Although the town is near the Turkish border, Turkey has kept its crossings closed to most cargo - a move widely seen as a strike against the area's Kurds.

Many of Kobani's schools are damaged, but a number of them reopened last month, their courtyards filling twice a day with children doing exercises and heading to class. The early grades now use new Kurdish textbooks instead of the Syrian government's Arabic curriculum. It is unclear how regularly the teachers will be paid.

"If there is a salary, of course no one would say no," said Shevin Mho, a teacher.

The sprawling martyrs' graveyard outside town bears testament to the high human toll of the fight against the Islamic State, also known as ISIS. Hundreds of graves fill the site, the headstones of unidentified bodies bearing only numbers.

On a rainy afternoon, a bereaved mother walked through the mud, screaming and yanking tufts of gray hair from her head while relatives tried to restrain her.

Nearby, Badea Ali placed blue and red plastic flowers on the grave of her brother, Anwar, a Kurdish policeman who had been killed in a bomb attack. Ali said she had left Kobani for Iraq early in the war, then fled to Europe by boat last year and ended up in Germany.

It had been painful to watch the battle for her hometown on the news in a strange country, but like many Kobani natives, the war had taught her to treasure the place, she said.

"I started loving Kobani more than before because now we know its worth," she said.

Her dream is to move back from Germany to open a hair salon, she said - but not yet. "The situation needs to settle down a bit," she said.

The scale of the town's loss haunts many residents.

Every morning, Muslim Mohammed, 56, returns to his damaged home and sits alone outside, drinking tea and thinking. The surrounding apartment buildings are all damaged and empty, now nesting grounds for birds.
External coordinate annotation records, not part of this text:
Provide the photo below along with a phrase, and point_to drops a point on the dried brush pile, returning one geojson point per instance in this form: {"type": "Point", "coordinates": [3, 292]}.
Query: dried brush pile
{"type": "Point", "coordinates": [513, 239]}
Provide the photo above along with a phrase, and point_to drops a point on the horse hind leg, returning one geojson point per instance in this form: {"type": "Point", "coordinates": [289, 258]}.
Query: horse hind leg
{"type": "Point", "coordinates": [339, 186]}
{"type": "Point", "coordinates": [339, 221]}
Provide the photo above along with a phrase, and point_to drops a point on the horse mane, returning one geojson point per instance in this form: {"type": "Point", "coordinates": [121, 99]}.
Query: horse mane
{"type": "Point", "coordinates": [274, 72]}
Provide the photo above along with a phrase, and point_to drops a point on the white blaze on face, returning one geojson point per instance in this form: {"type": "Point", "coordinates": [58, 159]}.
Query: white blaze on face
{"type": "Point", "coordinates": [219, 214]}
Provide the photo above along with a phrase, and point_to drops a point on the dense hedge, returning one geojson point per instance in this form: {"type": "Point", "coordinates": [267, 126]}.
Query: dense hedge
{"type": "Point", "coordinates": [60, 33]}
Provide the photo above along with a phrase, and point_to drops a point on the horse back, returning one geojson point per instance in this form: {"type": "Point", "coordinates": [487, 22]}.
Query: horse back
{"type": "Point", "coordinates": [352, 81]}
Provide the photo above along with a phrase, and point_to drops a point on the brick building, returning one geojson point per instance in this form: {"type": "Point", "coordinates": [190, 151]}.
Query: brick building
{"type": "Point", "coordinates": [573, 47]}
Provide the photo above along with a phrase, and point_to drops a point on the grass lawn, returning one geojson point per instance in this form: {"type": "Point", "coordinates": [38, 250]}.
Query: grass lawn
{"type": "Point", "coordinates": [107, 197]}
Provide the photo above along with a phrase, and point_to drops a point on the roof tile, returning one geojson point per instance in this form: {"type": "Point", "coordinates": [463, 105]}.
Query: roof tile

"I don't like to see a lot of people," said Muslim Mohammed, a mechanic. "It is psychologically taxing."

He and his wife had fled to Turkey when the battle began, but three of his sons had joined the main Kurdish militia here.

Ali, 17, was killed in battle, and Mohammed, 29, was shot dead during the Islamic State's incursion in June, Muslim Mohammed said. So he sent Ahmed, 15, to Europe by raft, hoping that distance might keep him alive.

"Was I supposed to sacrifice all my sons?" Muslim Mohammed said.

Like many residents, he struggled to comprehend why the jihadis had poured so much into fighting for their town.

"They didn't leave us anything," he said. "Not our sons, our money, our homes."

Others, however, saw the victory as a large step toward empowerment for Syria's Kurdish minority after decades of governmental neglect. "It was worth it," said Sherin Ismael, a 26-year-old seamstress. "Now the world knows that there are Kurds."

Her family members, too, are the only residents left on their block, and her 2-year-old nephew, Osman, still cries at night, saying, "ISIS is coming."

Some of their neighbors recently came to inspect their house and see what it would take to move back in.

"Destruction comes quickly," Ismael said. "But building takes time."